Published On: October 1st, 2019Categories: Uncategorized

Boulder County will be taking the plunge into fall head-first Tuesday with a high of 56 degrees in Boulder and 55 degrees in Longmont — a drop of more than 20 degrees from today’s high temperature.

Tuesday’s forecast is also around 15 degrees below the average high of 71 degrees for the beginning of October in both cities, according to Bernie Meier, a meteorologist with the National Weather Service in Boulder.

Temperatures will not break any records, though, according to Jim Kalina, forecaster with Boulder NWS. The coolest high on record happened in 1959 when temperatures in Boulder didn’t rise above 36 degrees. Longmont set a record, as well, that year with a chilly high of 37 degrees.

Kalina said that these kind of temperature swings are par for the course when it comes to early fall.

“You know… in Colorado here we can get the troughs and the ridges (long areas of low and high pressure) and just some years you can get, you know, really cold air coming in,” he said.

Right now, Kalina added, a storm dumping snow on Montana is playing a role in the temperatures that Colorado will see during this week.

“We’re far enough north to get that variation where we get fronts, when they make it down this far,” he said.

Jeremy Papasso / Staff Photographer

Bento Castro, 6, lays on the ground after giving his brother Luca, 7, a good push on the swingset while enjoying the cooler temperatures on Monday at Dawson Park in Longmont. High temperatures are forecast to be about 20 degrees cooler on Tuesday than on Monday.

Matt Kelsch, a local meteorologist, also said that weather up north was having a chilling effect on the Front Range.

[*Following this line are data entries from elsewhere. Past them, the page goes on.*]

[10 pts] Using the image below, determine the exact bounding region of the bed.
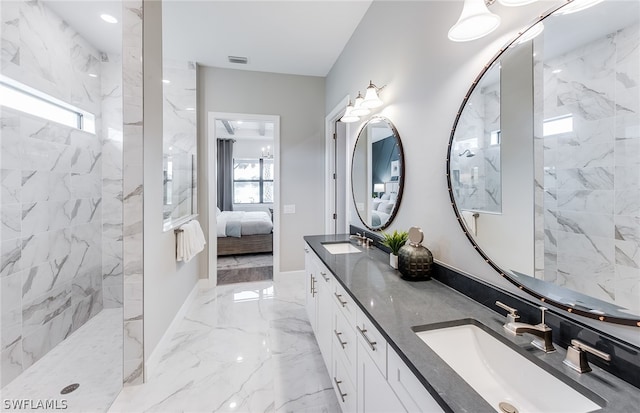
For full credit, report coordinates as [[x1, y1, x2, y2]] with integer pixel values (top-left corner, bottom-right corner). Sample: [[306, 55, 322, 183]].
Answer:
[[217, 210, 273, 256], [371, 193, 397, 228]]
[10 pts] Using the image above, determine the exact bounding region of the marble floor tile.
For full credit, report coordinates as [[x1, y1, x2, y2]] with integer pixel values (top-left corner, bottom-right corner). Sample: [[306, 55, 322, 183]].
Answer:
[[109, 275, 340, 413], [0, 308, 122, 413], [218, 253, 273, 270]]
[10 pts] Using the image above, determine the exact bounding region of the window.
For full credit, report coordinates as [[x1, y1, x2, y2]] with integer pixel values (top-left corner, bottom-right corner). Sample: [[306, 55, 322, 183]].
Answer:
[[233, 158, 273, 204], [0, 76, 96, 133]]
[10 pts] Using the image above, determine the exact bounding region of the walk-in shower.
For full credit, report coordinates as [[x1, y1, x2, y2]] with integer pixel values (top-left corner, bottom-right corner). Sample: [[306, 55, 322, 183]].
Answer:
[[0, 0, 123, 411]]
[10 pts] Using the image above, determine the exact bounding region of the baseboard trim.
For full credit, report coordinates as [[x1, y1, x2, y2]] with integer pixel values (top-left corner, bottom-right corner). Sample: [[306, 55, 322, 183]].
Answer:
[[273, 270, 304, 281], [144, 279, 200, 378]]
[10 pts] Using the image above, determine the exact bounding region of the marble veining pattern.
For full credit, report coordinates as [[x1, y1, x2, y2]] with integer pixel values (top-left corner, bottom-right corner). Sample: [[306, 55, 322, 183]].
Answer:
[[536, 23, 640, 314], [0, 1, 122, 386], [109, 275, 339, 413], [2, 309, 122, 413], [122, 0, 144, 386]]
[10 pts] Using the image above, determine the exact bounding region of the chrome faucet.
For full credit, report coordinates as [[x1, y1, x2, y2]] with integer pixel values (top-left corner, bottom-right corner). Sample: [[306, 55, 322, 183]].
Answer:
[[496, 301, 556, 353], [349, 232, 373, 248], [349, 232, 367, 245], [563, 339, 611, 373]]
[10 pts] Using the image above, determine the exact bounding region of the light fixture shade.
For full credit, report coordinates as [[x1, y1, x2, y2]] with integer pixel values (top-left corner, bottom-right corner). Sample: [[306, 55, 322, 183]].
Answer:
[[498, 0, 538, 7], [360, 81, 384, 109], [513, 22, 544, 46], [340, 101, 360, 123], [557, 0, 602, 14], [449, 0, 500, 42], [351, 91, 371, 116]]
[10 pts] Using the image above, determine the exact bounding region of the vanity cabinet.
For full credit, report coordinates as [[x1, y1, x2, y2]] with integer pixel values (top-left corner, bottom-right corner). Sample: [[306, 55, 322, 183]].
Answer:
[[305, 245, 442, 413], [387, 349, 443, 413], [305, 246, 333, 367], [357, 340, 407, 413]]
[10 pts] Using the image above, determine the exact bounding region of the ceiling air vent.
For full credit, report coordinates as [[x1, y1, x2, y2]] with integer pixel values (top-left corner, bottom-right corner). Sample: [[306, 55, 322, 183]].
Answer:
[[229, 56, 247, 65]]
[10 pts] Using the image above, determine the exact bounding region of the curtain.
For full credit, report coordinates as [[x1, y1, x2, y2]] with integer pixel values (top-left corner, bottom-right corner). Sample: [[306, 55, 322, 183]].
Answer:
[[218, 139, 235, 211]]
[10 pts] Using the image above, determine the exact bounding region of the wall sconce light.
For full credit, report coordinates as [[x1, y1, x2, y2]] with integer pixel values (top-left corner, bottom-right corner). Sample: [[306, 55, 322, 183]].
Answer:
[[448, 0, 537, 42], [340, 100, 360, 123], [362, 81, 386, 109], [340, 81, 386, 123], [351, 91, 371, 117]]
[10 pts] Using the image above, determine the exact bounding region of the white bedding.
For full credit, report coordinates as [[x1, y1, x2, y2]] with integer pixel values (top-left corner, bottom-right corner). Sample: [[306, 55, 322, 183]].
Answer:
[[216, 211, 273, 237]]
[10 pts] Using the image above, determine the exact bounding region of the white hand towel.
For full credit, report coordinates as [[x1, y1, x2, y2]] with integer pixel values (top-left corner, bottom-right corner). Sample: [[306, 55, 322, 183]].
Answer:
[[176, 219, 206, 262]]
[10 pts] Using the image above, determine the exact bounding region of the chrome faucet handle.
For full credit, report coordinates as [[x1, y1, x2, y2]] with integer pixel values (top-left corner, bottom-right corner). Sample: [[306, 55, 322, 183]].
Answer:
[[496, 301, 520, 324], [538, 306, 548, 327], [562, 339, 611, 373]]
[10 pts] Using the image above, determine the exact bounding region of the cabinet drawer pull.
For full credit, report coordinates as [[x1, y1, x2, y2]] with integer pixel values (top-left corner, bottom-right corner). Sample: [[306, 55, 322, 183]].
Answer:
[[356, 326, 377, 351], [333, 377, 347, 403], [333, 293, 349, 307], [333, 330, 347, 348]]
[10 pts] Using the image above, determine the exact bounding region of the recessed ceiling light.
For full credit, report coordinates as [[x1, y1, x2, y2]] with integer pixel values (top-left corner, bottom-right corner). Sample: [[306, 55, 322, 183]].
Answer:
[[100, 13, 118, 24], [228, 56, 249, 65]]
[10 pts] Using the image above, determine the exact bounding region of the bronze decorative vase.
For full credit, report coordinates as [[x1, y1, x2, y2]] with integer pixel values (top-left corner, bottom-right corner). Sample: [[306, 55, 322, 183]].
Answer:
[[398, 227, 433, 281]]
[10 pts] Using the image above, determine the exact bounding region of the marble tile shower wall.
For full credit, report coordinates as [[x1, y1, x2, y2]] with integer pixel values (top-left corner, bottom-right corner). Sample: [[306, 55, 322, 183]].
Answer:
[[122, 0, 144, 386], [543, 25, 640, 313], [451, 79, 502, 212], [101, 55, 123, 308], [0, 1, 121, 386], [162, 59, 197, 220]]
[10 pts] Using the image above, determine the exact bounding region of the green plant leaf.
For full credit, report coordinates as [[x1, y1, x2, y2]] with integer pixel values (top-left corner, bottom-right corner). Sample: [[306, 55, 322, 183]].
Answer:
[[381, 230, 409, 255]]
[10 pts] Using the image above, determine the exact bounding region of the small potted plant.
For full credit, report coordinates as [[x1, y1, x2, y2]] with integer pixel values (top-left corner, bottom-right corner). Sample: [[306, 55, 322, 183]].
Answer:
[[381, 230, 408, 269]]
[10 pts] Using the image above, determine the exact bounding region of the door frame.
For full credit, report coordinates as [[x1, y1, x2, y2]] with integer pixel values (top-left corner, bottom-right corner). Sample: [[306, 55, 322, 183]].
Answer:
[[324, 95, 351, 234], [207, 112, 280, 285]]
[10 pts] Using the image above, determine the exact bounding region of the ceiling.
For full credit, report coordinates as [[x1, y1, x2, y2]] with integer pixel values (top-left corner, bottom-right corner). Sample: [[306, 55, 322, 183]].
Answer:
[[44, 0, 372, 76]]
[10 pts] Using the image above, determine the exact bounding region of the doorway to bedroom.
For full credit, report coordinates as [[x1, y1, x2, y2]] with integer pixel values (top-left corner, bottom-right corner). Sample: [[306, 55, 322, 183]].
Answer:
[[210, 113, 279, 285]]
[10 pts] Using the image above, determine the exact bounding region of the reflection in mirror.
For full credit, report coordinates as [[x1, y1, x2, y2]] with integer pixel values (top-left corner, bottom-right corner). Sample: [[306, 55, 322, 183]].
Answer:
[[447, 0, 640, 325], [351, 117, 404, 231], [162, 59, 197, 230], [451, 62, 502, 213]]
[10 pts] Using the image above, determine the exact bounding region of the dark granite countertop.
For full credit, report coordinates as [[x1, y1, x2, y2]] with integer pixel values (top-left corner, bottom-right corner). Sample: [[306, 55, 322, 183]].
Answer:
[[304, 234, 640, 413]]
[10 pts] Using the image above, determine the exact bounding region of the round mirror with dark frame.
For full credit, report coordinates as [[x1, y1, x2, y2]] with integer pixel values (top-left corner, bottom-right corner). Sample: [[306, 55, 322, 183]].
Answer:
[[351, 116, 404, 231], [447, 0, 640, 327]]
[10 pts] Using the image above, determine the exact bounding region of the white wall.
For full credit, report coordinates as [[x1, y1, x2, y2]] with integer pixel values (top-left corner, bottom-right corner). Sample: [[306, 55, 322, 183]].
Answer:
[[198, 67, 325, 271], [143, 1, 200, 360], [325, 1, 640, 345]]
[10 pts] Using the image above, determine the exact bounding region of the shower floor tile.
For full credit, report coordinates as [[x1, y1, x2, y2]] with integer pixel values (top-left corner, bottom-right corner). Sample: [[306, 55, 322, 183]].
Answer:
[[109, 275, 340, 413], [1, 309, 122, 413]]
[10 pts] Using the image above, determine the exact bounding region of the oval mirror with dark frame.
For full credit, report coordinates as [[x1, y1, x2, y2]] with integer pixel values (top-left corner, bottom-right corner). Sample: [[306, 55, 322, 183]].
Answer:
[[351, 116, 404, 231], [447, 0, 640, 326]]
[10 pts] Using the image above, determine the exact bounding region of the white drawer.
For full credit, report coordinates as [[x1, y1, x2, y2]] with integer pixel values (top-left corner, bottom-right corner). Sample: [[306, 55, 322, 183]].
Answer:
[[356, 308, 387, 378], [314, 257, 333, 284], [388, 349, 443, 413], [332, 311, 358, 383], [331, 345, 358, 413], [332, 280, 358, 326]]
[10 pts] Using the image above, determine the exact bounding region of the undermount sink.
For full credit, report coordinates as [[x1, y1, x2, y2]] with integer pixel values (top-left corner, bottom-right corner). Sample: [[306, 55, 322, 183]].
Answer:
[[322, 241, 362, 254], [413, 319, 605, 413]]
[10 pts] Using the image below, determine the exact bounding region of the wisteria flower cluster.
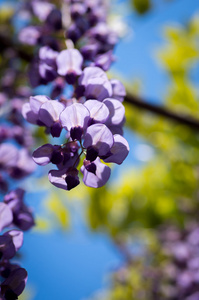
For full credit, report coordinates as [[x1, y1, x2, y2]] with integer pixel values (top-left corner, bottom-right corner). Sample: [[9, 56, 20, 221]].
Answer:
[[0, 188, 34, 300], [20, 0, 129, 190]]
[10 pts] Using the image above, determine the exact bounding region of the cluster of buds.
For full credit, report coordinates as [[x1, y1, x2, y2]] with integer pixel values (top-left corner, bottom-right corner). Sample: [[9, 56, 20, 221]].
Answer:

“Although we won’t get the snow, the polar air will slide down the high plains into eastern Colorado as that storm pulls away,” Kelsch said. “That’s the main reason for the colder weather.”

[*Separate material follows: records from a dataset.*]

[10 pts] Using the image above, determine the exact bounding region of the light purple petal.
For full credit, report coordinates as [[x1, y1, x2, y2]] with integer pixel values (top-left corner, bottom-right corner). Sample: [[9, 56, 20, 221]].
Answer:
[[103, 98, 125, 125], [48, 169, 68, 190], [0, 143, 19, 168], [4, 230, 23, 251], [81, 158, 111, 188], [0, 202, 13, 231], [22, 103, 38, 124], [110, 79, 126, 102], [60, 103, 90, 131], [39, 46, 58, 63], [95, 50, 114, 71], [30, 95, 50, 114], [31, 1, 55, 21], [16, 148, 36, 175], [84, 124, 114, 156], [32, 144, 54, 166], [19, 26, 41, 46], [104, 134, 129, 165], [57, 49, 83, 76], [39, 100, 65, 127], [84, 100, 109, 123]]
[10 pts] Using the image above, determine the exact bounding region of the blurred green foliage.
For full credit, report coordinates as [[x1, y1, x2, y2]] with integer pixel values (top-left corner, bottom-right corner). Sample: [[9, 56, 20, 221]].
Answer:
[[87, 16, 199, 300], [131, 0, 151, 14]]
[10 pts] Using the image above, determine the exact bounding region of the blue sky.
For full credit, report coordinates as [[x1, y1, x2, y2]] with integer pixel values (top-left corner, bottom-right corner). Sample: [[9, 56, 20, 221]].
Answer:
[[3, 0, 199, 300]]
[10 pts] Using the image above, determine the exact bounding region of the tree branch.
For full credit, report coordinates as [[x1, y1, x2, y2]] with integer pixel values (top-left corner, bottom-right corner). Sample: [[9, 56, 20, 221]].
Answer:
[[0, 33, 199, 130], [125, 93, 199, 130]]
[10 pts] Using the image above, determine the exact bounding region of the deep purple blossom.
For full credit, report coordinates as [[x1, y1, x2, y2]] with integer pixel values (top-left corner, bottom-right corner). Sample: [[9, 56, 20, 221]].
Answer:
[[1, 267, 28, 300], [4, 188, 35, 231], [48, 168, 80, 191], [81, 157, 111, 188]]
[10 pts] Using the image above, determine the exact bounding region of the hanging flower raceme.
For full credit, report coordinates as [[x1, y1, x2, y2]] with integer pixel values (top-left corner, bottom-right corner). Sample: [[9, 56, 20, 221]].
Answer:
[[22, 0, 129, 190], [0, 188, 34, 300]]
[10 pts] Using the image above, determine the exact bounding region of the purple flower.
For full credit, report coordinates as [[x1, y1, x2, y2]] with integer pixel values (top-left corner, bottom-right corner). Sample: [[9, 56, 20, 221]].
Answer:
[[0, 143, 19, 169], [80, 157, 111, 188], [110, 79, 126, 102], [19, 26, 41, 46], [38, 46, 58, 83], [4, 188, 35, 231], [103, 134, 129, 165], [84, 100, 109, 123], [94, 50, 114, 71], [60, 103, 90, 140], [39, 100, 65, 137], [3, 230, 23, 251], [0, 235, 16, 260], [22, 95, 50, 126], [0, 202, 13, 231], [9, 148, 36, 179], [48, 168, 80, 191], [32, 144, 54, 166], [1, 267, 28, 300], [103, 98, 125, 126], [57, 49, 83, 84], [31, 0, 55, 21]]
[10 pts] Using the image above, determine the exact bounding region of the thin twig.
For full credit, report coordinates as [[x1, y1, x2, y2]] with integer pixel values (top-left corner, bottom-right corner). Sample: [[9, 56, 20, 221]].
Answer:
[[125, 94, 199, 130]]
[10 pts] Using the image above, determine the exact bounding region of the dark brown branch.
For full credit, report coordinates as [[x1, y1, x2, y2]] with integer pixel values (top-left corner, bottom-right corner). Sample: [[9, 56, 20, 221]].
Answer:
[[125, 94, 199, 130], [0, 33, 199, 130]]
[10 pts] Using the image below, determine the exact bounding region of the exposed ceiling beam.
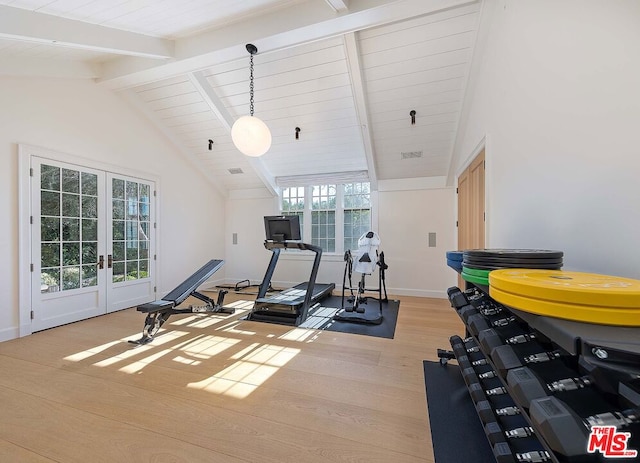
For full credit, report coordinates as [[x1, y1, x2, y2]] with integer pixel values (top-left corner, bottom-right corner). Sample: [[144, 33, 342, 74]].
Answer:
[[189, 71, 278, 196], [344, 33, 378, 190], [99, 0, 479, 89], [0, 56, 99, 79], [0, 6, 174, 60], [119, 90, 229, 198], [188, 71, 234, 133], [325, 0, 349, 13]]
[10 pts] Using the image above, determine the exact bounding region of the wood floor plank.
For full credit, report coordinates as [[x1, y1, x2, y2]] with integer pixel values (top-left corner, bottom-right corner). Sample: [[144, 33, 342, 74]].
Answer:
[[0, 296, 460, 463], [0, 439, 54, 463]]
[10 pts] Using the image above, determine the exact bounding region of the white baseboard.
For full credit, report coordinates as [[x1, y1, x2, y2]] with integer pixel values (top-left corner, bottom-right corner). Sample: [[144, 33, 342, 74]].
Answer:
[[0, 327, 20, 342]]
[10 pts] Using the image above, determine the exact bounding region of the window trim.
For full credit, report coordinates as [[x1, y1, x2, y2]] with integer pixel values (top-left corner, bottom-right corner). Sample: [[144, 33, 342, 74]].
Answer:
[[276, 184, 379, 262]]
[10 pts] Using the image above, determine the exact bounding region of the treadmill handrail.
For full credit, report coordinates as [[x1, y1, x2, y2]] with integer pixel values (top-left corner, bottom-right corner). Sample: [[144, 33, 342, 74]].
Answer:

He added, though, that a second factor is contributing to tomorrow’s lower temperatures, saying that “considerable cloud cover east of the continental divide will reduce the warming from direct sunshine.”

In a post on his blog, Kelsch wrote that later Monday night folks might start to see temperatures dip down, “especially in southeastern Wyoming.”

He said that there’s a possibility those along the Front Range will see some low clouds and “areas of fog and drizzle late Monday night into Tuesday.”

“With clearing skies likely Tuesday night we are likely to see some local frosts in the normally colder spots such as the river alleys in northeastern Colorado,” he wrote. “Milder weather is likely to make a comeback Wednesday afternoon.”